Kadis LH Wajo Beri Piso Dapur ke Konsultan Lingkungan, Simbol Gerakan Pilah Sampah dari Rumah

Penulis: Ramli Siregar  •  Sabtu, 22 Agustus 2026 | 14:44:01 WIB
Kadis LH Wajo menyerahkan piso dapur kepada konsultan lingkungan sebagai simbol Gerakan PISOTA' dalam pembahasan dokumen UKL-UPL perumahan.

WAJO — Sebuah piso dapur menjadi hadiah tak biasa dalam pembahasan dokumen lingkungan di Kabupaten Wajo. Kepala Dinas Lingkungan Hidup (DLH) Wajo, Andi Fakhrul Rijal B, menyerahkan langsung alat dapur tersebut kepada konsultan lingkungan yang tengah menyusun dokumen UKL-UPL perumahan developer.

Hadiah ini bukan sekadar cendera mata. Piso dapur dipilih sebagai simbol Gerakan PISOTA' — singkatan dari Pilah Sampahta, Olah Sampahta, Tanami Pekaranganta.

Alasannya sederhana: piso digunakan setiap hari di dapur, tepat di lokasi sampah makanan dan sampah rumah tangga dihasilkan.

Gerakan PISOTA' Masuk Dokumen UKL-UPL Perumahan

Langkah konsultan lingkungan itu dinilai sebagai dukungan nyata terhadap pengelolaan sampah sejak dari sumbernya. Dengan masuknya program PISOTA' ke dalam dokumen UKL-UPL, kewajiban pengelolaan sampah tidak lagi sekadar formalitas, melainkan terencana sejak tahap perizinan.

Andi Fakhrul Rijal B mengapresiasi inisiatif tersebut. Menurutnya, pengelolaan sampah harus menjadi bagian dari perencanaan pembangunan, bukan dipikirkan belakangan.

"PISOTA' harus masuk dalam perencanaan pembangunan. Kita ingin pengelolaan sampah dimulai dari sumbernya, termasuk dari lingkungan perumahan," ujarnya.

Dorong Developer Siapkan Sistem Pengelolaan Sampah

DLH Wajo berharap langkah konsultan ini diikuti oleh konsultan lingkungan dan developer lainnya.

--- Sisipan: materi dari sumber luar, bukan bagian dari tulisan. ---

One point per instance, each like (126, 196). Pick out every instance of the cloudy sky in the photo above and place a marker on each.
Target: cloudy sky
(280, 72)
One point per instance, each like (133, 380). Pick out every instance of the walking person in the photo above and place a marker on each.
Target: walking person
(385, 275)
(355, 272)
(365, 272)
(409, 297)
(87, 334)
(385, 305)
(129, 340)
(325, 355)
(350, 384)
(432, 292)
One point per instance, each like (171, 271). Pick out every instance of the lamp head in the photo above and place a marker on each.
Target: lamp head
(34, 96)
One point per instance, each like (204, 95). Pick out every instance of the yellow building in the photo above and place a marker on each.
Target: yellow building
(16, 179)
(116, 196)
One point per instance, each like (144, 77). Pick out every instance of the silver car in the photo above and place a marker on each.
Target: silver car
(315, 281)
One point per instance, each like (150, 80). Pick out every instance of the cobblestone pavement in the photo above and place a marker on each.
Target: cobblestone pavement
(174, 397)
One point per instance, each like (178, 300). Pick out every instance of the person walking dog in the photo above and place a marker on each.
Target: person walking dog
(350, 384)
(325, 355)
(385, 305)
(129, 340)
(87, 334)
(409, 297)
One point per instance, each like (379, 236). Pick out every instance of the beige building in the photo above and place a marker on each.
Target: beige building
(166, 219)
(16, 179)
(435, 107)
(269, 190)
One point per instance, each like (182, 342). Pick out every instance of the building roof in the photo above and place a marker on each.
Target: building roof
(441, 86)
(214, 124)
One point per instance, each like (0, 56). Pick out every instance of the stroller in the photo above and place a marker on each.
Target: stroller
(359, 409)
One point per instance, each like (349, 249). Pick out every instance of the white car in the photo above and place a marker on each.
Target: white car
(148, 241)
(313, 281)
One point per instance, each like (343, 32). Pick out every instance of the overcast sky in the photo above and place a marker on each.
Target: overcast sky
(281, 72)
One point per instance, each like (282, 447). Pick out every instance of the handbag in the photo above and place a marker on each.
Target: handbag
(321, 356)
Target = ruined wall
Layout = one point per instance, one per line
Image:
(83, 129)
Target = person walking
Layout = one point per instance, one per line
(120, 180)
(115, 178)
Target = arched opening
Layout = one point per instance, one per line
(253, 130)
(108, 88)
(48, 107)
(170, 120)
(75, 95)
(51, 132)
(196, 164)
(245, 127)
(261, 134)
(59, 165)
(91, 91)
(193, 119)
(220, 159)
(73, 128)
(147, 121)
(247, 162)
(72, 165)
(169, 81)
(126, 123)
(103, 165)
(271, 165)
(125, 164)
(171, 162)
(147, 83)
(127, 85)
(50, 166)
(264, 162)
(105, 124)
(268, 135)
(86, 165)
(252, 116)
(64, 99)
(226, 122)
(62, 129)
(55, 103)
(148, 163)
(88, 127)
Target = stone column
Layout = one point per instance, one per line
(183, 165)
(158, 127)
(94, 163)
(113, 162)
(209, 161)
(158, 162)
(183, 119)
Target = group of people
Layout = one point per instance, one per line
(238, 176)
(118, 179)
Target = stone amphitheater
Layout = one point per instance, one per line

Setiap pembangunan perumahan ke depan diharapkan tidak hanya memperhatikan aspek bangunan, tetapi juga menyiapkan sistem pengelolaan sampah yang baik.

Konsep PISOTA' sendiri menekankan tiga aksi utama: memilah sampah, mengolah sampah, dan menanami pekarangan. Pendekatan ini mengajak masyarakat memulai perubahan dari unit terkecil, yakni rumah tangga.

Bagi DLH Wajo, dapur menjadi titik awal yang strategis. Dari sana, kebiasaan memilah sampah organik dan anorganik bisa tumbuh, lalu berlanjut pada pengolahan sampah menjadi sesuatu yang berguna, hingga memanfaatkan pekarangan untuk ditanami.

Pemberian piso dapur ini menjadi pengingat bahwa pengelolaan sampah tidak harus dimulai dengan teknologi mahal atau infrastruktur besar, melainkan dari kebiasaan harian di rumah.

Reporter: Ramli Siregar
Sumber: celoteh.online This article was automatically rewritten by AI based on the source above without altering the facts of the original article.